In its report last week, the children, schools and families select committee called on the government to pilot the role, which could include taking charge of practice learning and ensuring practitioners, potentially across adults as well as children’s services, had adequate supervision.
The British Association of Social Workers backed the idea in evidence to the committee saying chief social workers could help protect practitioners against pressure to meet targets to the detriment of good practice.
Former BASW chair Ray Jones, now professor of social work at Kingston University, said he had previously argued for such a role which would be particularly useful where children’s directors lacked a social work background, as in the majority of cases.

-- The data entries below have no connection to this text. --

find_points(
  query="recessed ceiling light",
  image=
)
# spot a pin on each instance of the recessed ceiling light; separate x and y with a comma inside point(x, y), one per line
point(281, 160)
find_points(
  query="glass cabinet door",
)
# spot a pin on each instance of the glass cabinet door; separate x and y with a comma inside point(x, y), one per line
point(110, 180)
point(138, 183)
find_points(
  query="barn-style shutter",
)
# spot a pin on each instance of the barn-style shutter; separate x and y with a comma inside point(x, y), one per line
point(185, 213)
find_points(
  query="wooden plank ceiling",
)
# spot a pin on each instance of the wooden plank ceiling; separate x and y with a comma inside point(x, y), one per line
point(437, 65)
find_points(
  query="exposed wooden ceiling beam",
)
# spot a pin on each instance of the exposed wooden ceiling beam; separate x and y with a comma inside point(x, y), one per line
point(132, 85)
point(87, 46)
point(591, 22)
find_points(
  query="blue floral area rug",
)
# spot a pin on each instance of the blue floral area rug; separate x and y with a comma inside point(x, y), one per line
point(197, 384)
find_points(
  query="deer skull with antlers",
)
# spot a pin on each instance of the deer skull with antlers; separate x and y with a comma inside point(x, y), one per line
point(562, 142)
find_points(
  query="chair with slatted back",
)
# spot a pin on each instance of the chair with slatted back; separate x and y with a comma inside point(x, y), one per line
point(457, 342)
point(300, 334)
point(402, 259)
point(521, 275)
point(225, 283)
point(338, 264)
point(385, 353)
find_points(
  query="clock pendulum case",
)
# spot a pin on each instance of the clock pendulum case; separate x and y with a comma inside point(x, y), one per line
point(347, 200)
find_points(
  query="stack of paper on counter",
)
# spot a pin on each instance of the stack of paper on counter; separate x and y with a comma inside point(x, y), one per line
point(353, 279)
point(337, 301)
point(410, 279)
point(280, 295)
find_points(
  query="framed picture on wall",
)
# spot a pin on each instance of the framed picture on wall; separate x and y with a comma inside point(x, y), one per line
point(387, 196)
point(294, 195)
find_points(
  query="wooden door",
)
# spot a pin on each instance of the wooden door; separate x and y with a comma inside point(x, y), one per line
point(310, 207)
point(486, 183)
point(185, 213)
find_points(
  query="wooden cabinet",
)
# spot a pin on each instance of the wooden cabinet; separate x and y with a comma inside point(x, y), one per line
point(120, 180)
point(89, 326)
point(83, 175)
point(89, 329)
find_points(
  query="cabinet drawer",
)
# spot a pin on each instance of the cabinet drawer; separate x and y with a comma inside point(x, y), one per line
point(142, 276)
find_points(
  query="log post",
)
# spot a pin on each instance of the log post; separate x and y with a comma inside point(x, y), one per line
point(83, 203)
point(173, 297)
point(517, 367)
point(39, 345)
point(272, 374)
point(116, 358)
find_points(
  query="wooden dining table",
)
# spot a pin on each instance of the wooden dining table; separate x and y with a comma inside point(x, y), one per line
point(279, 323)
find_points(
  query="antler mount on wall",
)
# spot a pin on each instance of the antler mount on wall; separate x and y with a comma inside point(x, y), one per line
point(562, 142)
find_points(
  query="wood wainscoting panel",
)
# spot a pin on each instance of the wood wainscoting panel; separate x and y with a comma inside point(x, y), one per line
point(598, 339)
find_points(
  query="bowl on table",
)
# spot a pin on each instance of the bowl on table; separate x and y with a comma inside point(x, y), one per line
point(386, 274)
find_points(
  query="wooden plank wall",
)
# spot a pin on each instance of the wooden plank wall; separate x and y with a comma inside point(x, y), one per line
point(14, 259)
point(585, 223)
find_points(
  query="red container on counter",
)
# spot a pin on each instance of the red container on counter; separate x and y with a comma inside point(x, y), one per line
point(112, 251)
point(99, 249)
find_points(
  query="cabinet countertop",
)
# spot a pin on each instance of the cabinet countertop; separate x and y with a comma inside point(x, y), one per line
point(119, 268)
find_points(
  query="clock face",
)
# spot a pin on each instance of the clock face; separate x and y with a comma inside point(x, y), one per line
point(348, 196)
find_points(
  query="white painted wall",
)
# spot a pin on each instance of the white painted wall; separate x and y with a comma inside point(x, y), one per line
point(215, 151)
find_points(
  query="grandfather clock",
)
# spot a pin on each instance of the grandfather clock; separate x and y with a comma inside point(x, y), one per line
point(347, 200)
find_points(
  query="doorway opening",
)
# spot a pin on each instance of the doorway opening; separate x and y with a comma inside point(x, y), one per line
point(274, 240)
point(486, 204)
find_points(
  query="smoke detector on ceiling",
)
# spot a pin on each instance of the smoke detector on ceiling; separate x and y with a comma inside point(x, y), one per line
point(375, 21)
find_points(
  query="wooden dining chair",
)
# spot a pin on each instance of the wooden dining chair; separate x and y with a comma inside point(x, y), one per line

He urged the government to make the role a requirement, with protections for postholders to enable them to comment independently on practice
However, the Association of Directors of Children’s Services rejected the idea. Vice-president Marion Davis said all children’s services departments had either a director or assistant director with substantial social work experience who could bring this to bear in policy decisions. She also said she could not see what it would add to current plans to pilot advanced social worker status in children’s services departments, enabling experienced practitioners to remain on the frontline.
“To create a post representing the interests of social workers within children’s services departments risks alienating other professionals in the sector who will feel underrepresented,” she said. “We do not have a chief teacher, chief youth worker or chief early years specialist.”